Jim grimaced. ‘It's not so easy to track down, interview and compare over a hundred witnesses and their statements.'

‘I know. I know, quit griping,' Lisle said with a grin. ‘Just give me the relevant bits. Who do we have who
could
have done it?'

*           *           *

‘Naismith. Rosemary. A very popular lady by all accounts. She was absent for about half an hour during the party after the sit-down Dinner. But, from what my various sources tell me, she's more likely to have been snogging some erstwhile suitor in one of the broom cupboards than anything else. She's a notorious flirt, and a bit of a man eater.'

His sergeant went on to list about ten others, including an Emeritus Professor of Classics, a local businessman who had deep pockets and an ambitious son, a timid and rather well-known poet, and a local GP. All were pillars of the community, and none, naturally, harboured a secret criminal history.

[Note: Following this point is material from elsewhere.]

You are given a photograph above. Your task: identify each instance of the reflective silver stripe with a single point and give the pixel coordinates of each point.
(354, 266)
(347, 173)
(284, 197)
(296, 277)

Lisle grimaced. ‘A rather motley bunch, aren't they? What kind of dirt have you managed to dig up any of the other prizewinning wannabes? If we're right, and Sir
Vivian
had found a skeleton in someone's cupboard, we should be able to rattle its bones a bit.'

Jim sighed. ‘Nothing doing. Dr Ngabe is extremely well-respected. Several people have mentioned how hard-working she is. That's something of a rarity around here, I'm coming to think. Same goes for the others. The American contender is agitating to go back to the States, by the way. Apparently she has a long-standing commitment to lecture at Harvard and she's not happy. If you ask me, she's got a man over there—I can't see all this angst having to do with missing a few dates in the lecture halls.'

‘Cynic,' Lisle grunted. ‘And Naismith? She's in the frame—she have any interesting little quirks we should know about?'

‘Nothing academic so far. She seems to be a pretty bog-standard sort of Don. No, all her juicy bits and pieces seem love-related. She's had some very strange partners over the years. Including somebody our friends over in CID were interested in.'

‘Oh?' Lisle leaned forward.

Jim grinned and tossed his superior the file. Lisle read it with interest, but with no great hope. Apparently, some years ago, Dr Rosemary Naismith had had a live-in love affair with a Middle-East freedom fighter. No doubt he had terrorist connections, and had eventually been deported. Interesting,
but
hardly relevant. Sir Vivian had definitely hinted at some scholarship scandal before he'd been killed. He doubted the old man would have regarded anyone's love life as any of his business, no matter how risqué it might be. He sighed and tossed it to one side.

‘What have we got on the victim?'

‘Nothing. Semi-retired, no financial mess, can't even find an ex-mistress. No bad debts, nothing that smells even slighty off. Another paragon of virtue with not an enemy in the world.'

‘My, my, we're just rolling along, aren't we?' Lisle said grimly. ‘No murder weapon, no forensics, no witnesses, not much motive. Anything I missed?'

Jim paled slightly. ‘Don't worry, sir. We'll get there. Something will break.'

Lisle wasn't so sure. He got up and grabbed his coat. ‘Get those damned computers working. Hook up to the internet. See if you can get a line on that damned compound bow the experts reckon must have been used. He or she might have bought it online. And check the archery clubs or any internet games that have archery as a main theme. Perhaps our killer is a computer freak and we can track him down that way.'

‘Right.'

‘And re-interview Ollenback, Ngabe and Naismith. I want to know where they were during the time Sir Vivian died. Don't let up
on
them. Drag them down to the station if they look like playing it cute. And I want their statements in black and white and witnessed. Rattle a few cages. See if someone breaks.'

‘Right.'

‘And get me an appointment with our Lord St John James.'

‘Right.'

Lisle was at the door now.

‘Where'll you be?' Jim yelled above the hub-hub.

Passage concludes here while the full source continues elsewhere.